Modern Australian women still want to raise children, however, studies show that the majority are waiting far longer to start trying than generations gone by. The Australian Bureau of Statistics has conducted studies showing that the number of Aussie women who had babies between 30 and 34 doubled in 2017 and tripled for those having babies when aged between 40 and 44.

 

It’s a growing trend in Australia as it is in many western nations. A team of scientists conducted a survey that covered over 58k women to find out how fertility decreases as we get older. The findings are quite challenging. Women who want a large family but keep postponing the ‘perfect time’ may run out of time. The research found that the ideal age to start a family without the help of IVF is 23. On the other hand, women who want a family with only one child can usually afford to wait until they’re 32.

 

In Australia, the average age of all women who have babies is 30. This is up from a decade ago when this age was 29.5. The average age when women in Australia have their first child is 28.

 

Dik Habemma, a Professor at the Erasmus University in Rotterdam and one of the researchers who worked on the survey, said that the idea was to determine how young couples decide when is the right time to start a family. In order to define a model, they used fertility data for groups that don’t use contraception.

 

Even though some experts question the accuracy of the results obtained in this way, others consider this research to be very important and its results should be distributed to every school and clinic in Australia. If university and college students have an insight into these results, they might become more aware of the importance of timely family planning.

 

Mark Bowman, the past President of the Fertility Society of Australia and a past Chairman of the Reproductive Endocrinology and Infertility Committee for RANZCOG, believes that the research results could be very helpful for young couples in Australia who want to start a family but are still hesitant about when is the best time.

 

He notes that people often have unrealistic expectations. He says that couples can’t rely on technology to do wonders if they postpone having children until they’re older than 35 or 40.

 

On the other hand, Professor Bowman says we can’t simply take into consideration research numbers and disregard social factors. These factors force people to start relationships later in life and, hence, have children later. This problem could be solved by making changes in the Australian workplace culture.

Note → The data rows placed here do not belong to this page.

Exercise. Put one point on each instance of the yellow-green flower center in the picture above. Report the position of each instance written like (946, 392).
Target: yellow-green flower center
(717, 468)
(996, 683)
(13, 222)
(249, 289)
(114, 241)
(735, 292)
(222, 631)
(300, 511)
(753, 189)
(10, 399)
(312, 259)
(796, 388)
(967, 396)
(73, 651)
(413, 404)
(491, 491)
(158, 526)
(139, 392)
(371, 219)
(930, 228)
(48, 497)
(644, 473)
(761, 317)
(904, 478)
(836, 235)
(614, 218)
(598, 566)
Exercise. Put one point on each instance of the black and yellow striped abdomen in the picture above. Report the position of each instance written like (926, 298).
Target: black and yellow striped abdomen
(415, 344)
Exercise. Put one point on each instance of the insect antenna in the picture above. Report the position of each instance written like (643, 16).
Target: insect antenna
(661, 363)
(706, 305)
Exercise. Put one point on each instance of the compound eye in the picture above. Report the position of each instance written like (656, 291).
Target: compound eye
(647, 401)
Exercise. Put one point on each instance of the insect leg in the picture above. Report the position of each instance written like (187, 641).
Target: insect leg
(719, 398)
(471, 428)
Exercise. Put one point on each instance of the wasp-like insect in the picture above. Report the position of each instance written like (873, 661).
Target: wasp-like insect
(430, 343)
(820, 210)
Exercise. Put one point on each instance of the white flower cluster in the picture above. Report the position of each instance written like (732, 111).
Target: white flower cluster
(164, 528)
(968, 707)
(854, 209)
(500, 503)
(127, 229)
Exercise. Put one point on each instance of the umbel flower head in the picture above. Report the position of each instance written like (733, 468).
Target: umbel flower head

For example, offering improved working environments and better parental leave models. We now expect busy young mums to do it all; indeed, there’s an expectation that mums should work towards a career and raise a family all at the same time.

 

Bowman also notes that fertility has nothing to do with fitness and good health at old age.  Even though longevity in humans has increased, the peak of fertility in women remains unchanged. Women are most fertile in their 20s and early 30s. After that, fertility begins to decline. Between the ages of 31 and 35, the chances of spontaneously conceiving decrease around 3 per cent a year.

 

The research also calculated the ideal age for women who wanted to conceive with the help of IVF in case natural conception fails. However, Professor Bowman suggests people should not rely on IVF because it’s not a choice but a medical treatment. According to the research, women should first try getting pregnant naturally even if they're older.

 

When it comes to men, things are a bit different. While some studies show that the chances of having a child with Down Syndrome or schizophrenia are higher in older individuals, fertility in males remains quite stable until the late 40s.